Most of you may know of my deep seated affection for this 12 year old computer. 1985 was the year of it's release, and never has so much been squeezed out of a 16 bit architecture! Graphics, sound, midi and games, wonderful, glorious games!
This site will be about many different aspects of my life with the Atari ST. As this page evolves, I will add resources for those who knew her, and info and tribute for those who did not. I hope to let those who didn't have the pleasure of knowing this little box a sense of what the ST is like through screenshots and comparisons. If you're looking for game console, 8 bit or Falcon stuff, check out my links page. Otherwise, read on....
The Story So Far
Being
college going poor folk, my brother and I talked my dad into going "halves"

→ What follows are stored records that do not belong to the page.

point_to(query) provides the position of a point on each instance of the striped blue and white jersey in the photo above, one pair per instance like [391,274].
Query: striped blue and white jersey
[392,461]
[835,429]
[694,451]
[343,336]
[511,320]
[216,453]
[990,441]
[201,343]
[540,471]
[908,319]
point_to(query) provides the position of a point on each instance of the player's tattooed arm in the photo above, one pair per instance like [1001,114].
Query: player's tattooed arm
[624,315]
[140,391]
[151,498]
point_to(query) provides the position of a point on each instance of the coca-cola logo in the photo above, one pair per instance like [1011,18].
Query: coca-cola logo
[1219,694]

with us to buy an Atari 520ST (Sixteen Thirtytwo) with a DSDD drive,
12" color monitor, 512k RAM, no hard drive and a couple of programs
for about a grand. It could do MIDI right out of the box, which I loved
and it was about half as much as a Mac, or IBM, which didn't include color
video or midi. We thought it was the bargain of the century, even Toys
R Us were selling them (and C64's!). Music
and games were the order of the day, and all was right with the world.
Eventually, my brother inherited that computer and in 1987 I bought a MegaST4,
with 4 megabytes of RAM. This was 6.4 times more than Bill Gates said that
anyone would ever need... and it had fast color graphics, midi and 3 channel
audio in a world that was still loading DOS from 5.25" floppies. As
you can see, it looks like a chunky, color Mac, but notice the drives all
have letter names and see the IBM style path C:\DESKTOP\ in the
top bar of window.
TOS
What is stands for no one knows, but "The Operating System" is really cool, a hybrid between Mac and IBM worlds. In fact, G.E.M., the Graphic Environment Manager, was produced for DOS machines for a while (though the PC version has changed since then and is no longer compatible). So, you got a Motorola 68000 (Mac, Amiga, Atari) chip with an OS that combines IBM and Mac concepts. This means there was software that came converted from both Intel and 68k worlds to the ST. There are still things that I wish my Mac would do like my Atari, like changing sort order in the file selector. The basic system was easy to use, fairly powerful and pretty darn stable - nary a crash in these 12 years. But it took a company named CODEHEAD to really crank up the ST to full speed and usefulness.